2節 拒否権は無いから
今日もまた、陽が昇る。これは命の息吹の象徴である。
「行ってきまぁーす!」
由緒の元気な声が耳に届く。慌てて飛び起きた十架は、窓から庭先を見下ろす。玄関の扉が開き、妹の由緒と赤い髪の少女が連れ立って外へ出る。
早朝の散歩。十架のそんな嘘を信じ、由緒は真似している。昔からお兄ちゃん子で、十架の後ろをついて回っては真似を繰り返していた。
あの日も由緒は十架の真似をして、人形遊びをしていたという。その人形を取り上げられた時、頭上を見上げた由緒の瞳に映ったのはギラリと煌めく銀色の刃だった。
(違う。由緒は生きている。皆、生きている。死んでなんか……)
陽が昇る度に希望を抱き、陽が沈む度に希望を打ち砕かれる。いつか人形たちが停止しない日を夢見て、数えきれないほどの希望と絶望を繰り返し、やがては精根尽き果てるだろう。
所詮、この街は十架の箱庭に過ぎないのだから。
(淋しい)
誤魔化してきたこの気持ち。額を押さえ胸を押さえ、防波堤を越えて押し寄せる感情の波を必死に耐え続ける。
「はっ……」
目眩さえ感じた。十架は指の隙間から見える柚芭市に、虚像を思い出す。
“十架さン……”
「なんです」
“あれ、土ノ使い手じゃナイ?”
影に言われるまま空を見上げた十架の瞳には、白虎に跨がる金髪の青年の姿が映る。その隣りには、見たことのないシャドウとその主人の姿。
「……マオ。どうして、俺の街に」
また仕事の依頼だろうか。確かに次の仕事場を決めていない為、直接十架の家へ来るのは自然の流れかもしれないが。
白虎と見慣れぬシャドウは、十架の家の前へ降下する。
「こんな朝早くから、一体どんな死人形を作ってほしいと言うんだ」
迷惑そうに言ってみる。しかし死人形という単語を聞き、金髪の青年――伊佐薙マオの隣りにいた外国人風の女性は、目を丸くした。
「そうですか! 貴男が死人形師なのですね!」
「……ええ、そうですが。貴女は」
「これは失礼致しました。私はウェルン・ホープ。空人形を司るシャドウ・コンダクターです」
「! 空人形師……」
シャドウの話の中でしか聞いたことのなかった、自分以外の人形師。実在しているのかどうかさえ疑わしかったが、こうして目の当たりにしてみると不思議なものだ。
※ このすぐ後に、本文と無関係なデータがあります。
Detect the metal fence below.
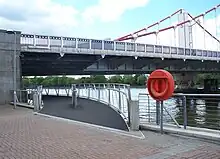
[138,93,220,130]
[28,83,131,121]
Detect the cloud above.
[0,0,79,35]
[82,0,149,23]
[136,12,220,50]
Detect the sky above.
[0,0,220,43]
[0,0,220,77]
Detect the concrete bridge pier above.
[0,30,21,105]
[173,73,196,90]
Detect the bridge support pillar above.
[173,73,196,89]
[204,79,218,93]
[0,30,21,105]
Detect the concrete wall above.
[0,30,21,105]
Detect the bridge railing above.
[28,83,131,121]
[10,87,44,109]
[73,83,130,120]
[138,93,220,130]
[21,34,220,61]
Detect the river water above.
[43,88,220,130]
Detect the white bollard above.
[130,101,140,131]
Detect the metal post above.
[118,88,122,111]
[160,101,163,134]
[98,84,101,101]
[13,31,17,109]
[156,101,160,125]
[108,87,111,105]
[147,95,150,123]
[72,84,77,108]
[183,96,187,129]
[127,86,131,126]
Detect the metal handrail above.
[76,87,130,121]
[139,93,220,130]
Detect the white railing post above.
[130,101,140,131]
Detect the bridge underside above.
[21,52,220,76]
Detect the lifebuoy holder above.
[147,69,174,101]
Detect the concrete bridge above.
[0,30,220,103]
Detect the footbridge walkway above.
[11,83,220,141]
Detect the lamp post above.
[7,30,17,109]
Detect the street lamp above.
[7,30,17,109]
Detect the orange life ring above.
[150,79,169,98]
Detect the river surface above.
[43,88,220,130]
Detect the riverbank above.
[0,106,220,159]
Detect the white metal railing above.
[138,93,220,130]
[28,83,131,121]
[21,34,220,61]
[11,89,44,108]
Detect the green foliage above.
[22,73,220,87]
[22,75,146,87]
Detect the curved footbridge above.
[24,83,133,131]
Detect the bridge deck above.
[0,106,220,159]
[40,96,128,130]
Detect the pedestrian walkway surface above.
[40,96,128,131]
[0,106,220,159]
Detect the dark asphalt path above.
[40,96,128,131]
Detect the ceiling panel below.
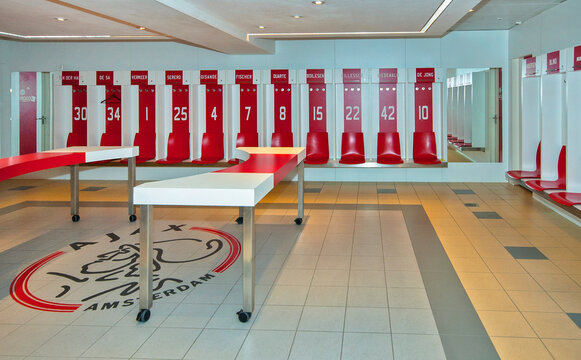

女性が肩に掴まって飛行していたシャドウは、絢爛豪華なフランス人形だ。ただし身の丈が3メートルもある。
「……それで? 空人形師を引き連れて来てまで、俺に何の用だ」
しばし呆然としていた十架は、思い出したようにマオに尋ねる。
「今回は大仕事だ」
マオは言う。
「世界に3人存在するとされている人形師が、一同に会する歴史的事象かもしんねぇ」
「はい?」
マオは非常に勿体ぶった言い方をする。しかしウェルンに注意をされ、いそいそと今回の目的を語る。
「実はよ……あ!」
マオは歓喜に似た声を出し、またもや横道に逸れる。彼の視線の先を追いかけて後ろを振り向いたとき、そこには散歩を終えた由緒と世槞が立っていた。
まずい、と思う。しかし。
「あいつのお姉ちゃんじゃん! えーと、誰だっけ……俺、一度会った可愛い子の名前は絶対に忘れないんだよな……」
世槞の顔を指差したまま、首が折れそうなほど傾け、そして思い出したマオは明るい表情で言い当てる。
「梨椎世槞ちゃん! こんなとこで会えるなんて奇遇!」
マオは十架の横を通り過ぎ、世槞の両手を握る。そのとき由緒の視線に気付き、猫なで声を出す。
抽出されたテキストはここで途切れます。